Why did the Israeli businessman get involved?
According to a statement carried by the Israeli privately owned website Walla, Roy Shaposhnik said he had proposed sending a private jet to take the prince’s wife and children to Europe where he himself lives.
“Over the weekend, Prince Hamzah told Roy about what is happening in Jordan and Mr Shaposhnik proposed to him to send his wife and children to stay at his house,” the statement said.
“Mr Shaposhnik does not have any knowledge of the events that took place in Jordan or of the people involved. The proposal he gave Prince Hamzah was done on the basis of personal friendship between families and out of a wish to help the princess and their children at this difficult moment.”
The businessman was quoted by a Walla correspondent as denying he had ever been a member of Israel’s Mossad intelligence service.
1 BREAKING: Israeli national Roy Shaposhnik who Jordan claims was involved in the alleged coup tells me in a statement he was never a Mossad officier but confirms (!!!) he proposed assitance to Prince Hamzaand his family as part of their personal relationship
— Barak Ravid (@BarakRavid) April 4, 2021
This followed a Jordanian media report accusing Mr Shaposhnik of being a former Mossad official.
Who is Prince Hamzah?
The oldest son of the late King Hussein and his favourite wife Queen Noor, Prince Hamzah is a graduate of the UK’s Harrow School and the Royal Military Academy at Sandhurst.
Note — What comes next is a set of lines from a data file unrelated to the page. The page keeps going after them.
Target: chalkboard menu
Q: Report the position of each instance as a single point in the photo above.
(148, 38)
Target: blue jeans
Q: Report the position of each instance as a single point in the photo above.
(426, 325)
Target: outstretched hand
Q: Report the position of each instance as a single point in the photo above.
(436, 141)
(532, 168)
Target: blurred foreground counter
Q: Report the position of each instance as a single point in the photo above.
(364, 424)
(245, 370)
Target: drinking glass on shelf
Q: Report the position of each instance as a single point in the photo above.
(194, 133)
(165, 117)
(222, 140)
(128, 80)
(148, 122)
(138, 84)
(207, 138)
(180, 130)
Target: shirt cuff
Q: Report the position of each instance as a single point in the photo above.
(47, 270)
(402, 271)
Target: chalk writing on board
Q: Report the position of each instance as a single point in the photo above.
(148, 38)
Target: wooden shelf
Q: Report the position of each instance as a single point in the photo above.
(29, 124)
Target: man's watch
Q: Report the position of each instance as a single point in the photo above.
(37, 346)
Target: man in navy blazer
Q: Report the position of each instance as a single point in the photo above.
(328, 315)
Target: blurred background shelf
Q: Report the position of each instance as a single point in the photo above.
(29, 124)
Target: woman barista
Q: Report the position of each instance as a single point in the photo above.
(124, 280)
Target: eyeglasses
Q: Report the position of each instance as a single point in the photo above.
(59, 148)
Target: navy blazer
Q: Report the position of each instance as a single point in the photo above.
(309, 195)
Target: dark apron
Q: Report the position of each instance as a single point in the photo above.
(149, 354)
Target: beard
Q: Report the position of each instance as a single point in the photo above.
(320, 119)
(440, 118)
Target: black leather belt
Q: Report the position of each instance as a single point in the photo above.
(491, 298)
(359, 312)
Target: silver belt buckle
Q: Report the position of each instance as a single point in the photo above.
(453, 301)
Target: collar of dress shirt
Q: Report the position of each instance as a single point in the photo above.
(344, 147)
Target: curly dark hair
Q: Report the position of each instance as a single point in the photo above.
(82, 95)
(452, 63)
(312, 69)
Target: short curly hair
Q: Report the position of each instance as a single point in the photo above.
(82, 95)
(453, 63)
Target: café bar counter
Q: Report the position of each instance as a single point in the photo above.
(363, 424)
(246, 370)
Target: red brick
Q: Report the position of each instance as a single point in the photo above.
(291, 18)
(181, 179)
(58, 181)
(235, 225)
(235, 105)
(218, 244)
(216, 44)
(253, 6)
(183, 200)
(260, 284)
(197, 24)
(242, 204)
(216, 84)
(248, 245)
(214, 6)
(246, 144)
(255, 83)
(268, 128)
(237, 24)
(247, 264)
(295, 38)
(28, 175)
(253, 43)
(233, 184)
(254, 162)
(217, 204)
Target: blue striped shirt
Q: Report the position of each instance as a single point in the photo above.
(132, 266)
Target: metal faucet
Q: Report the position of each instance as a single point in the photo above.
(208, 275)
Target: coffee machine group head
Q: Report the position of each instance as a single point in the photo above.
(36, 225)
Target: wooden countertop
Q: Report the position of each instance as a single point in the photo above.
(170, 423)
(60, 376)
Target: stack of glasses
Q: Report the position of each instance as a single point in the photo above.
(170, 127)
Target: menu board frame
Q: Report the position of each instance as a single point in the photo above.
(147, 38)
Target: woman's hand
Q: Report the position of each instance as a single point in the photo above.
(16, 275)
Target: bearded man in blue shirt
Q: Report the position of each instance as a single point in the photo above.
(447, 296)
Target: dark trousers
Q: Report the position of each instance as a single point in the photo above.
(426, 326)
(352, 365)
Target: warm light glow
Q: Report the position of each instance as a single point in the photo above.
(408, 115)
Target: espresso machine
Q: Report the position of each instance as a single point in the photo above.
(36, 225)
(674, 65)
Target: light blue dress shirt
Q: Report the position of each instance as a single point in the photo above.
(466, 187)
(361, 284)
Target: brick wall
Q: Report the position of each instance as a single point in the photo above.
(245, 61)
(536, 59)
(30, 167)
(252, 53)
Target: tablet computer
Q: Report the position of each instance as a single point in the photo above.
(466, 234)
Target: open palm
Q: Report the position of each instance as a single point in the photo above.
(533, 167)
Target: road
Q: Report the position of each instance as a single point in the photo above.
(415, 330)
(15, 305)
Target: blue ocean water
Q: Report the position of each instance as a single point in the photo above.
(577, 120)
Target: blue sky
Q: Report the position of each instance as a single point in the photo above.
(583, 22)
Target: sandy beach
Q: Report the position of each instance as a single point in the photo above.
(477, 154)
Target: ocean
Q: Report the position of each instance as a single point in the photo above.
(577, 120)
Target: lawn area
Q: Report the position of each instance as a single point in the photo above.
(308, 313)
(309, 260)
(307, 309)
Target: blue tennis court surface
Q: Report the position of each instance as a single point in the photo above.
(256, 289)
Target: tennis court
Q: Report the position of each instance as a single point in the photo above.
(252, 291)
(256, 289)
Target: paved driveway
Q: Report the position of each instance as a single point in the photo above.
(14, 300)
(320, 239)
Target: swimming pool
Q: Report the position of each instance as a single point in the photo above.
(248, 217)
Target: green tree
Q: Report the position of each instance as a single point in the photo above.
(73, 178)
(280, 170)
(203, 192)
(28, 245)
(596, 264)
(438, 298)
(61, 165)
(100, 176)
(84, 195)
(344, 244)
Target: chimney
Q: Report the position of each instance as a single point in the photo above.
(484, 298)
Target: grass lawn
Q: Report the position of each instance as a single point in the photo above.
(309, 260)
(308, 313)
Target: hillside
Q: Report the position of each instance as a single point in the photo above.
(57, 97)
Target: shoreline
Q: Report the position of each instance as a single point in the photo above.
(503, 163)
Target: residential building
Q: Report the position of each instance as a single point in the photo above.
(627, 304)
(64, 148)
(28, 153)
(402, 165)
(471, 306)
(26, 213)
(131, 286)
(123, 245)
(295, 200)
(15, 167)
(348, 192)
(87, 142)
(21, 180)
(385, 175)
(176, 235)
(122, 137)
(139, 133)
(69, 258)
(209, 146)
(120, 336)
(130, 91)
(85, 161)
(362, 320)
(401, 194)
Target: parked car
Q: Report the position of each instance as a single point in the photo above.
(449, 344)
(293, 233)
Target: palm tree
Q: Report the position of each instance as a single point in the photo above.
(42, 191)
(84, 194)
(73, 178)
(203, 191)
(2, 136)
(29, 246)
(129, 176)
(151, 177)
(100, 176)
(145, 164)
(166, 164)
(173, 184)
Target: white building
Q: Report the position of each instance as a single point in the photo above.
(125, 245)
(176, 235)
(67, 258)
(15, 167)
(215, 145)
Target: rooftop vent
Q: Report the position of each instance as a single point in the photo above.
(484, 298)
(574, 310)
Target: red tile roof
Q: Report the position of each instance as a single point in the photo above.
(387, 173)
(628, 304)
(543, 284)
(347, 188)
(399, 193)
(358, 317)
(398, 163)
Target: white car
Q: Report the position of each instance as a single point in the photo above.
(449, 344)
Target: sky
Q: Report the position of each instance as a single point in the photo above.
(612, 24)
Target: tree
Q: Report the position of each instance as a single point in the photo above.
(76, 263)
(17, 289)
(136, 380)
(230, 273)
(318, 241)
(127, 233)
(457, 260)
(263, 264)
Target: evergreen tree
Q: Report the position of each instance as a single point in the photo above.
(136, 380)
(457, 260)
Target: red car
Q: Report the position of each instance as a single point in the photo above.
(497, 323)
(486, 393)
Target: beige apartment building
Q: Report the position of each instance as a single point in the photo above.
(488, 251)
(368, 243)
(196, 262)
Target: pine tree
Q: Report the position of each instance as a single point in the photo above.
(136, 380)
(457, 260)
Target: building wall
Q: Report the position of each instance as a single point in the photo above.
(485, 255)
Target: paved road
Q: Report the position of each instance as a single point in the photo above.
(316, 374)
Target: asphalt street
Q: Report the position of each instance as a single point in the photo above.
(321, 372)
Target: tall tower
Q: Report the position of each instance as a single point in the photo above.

He also attended Harvard University in the US and has served in the Jordanian armed forces.
He was named crown prince of Jordan in 1999 and was a favourite of King Hussein, who often described him in public as the “delight of my eye”.
However, he was seen as too young and inexperienced to be named successor at the time of King Hussein’s death.
Instead his older half-brother, Abdullah, ascended the throne and stripped Hamzah of the title of crown prince in 2004, giving it to his own son.
The move was seen as a blow to Queen Noor, who had hoped to see her eldest son become king.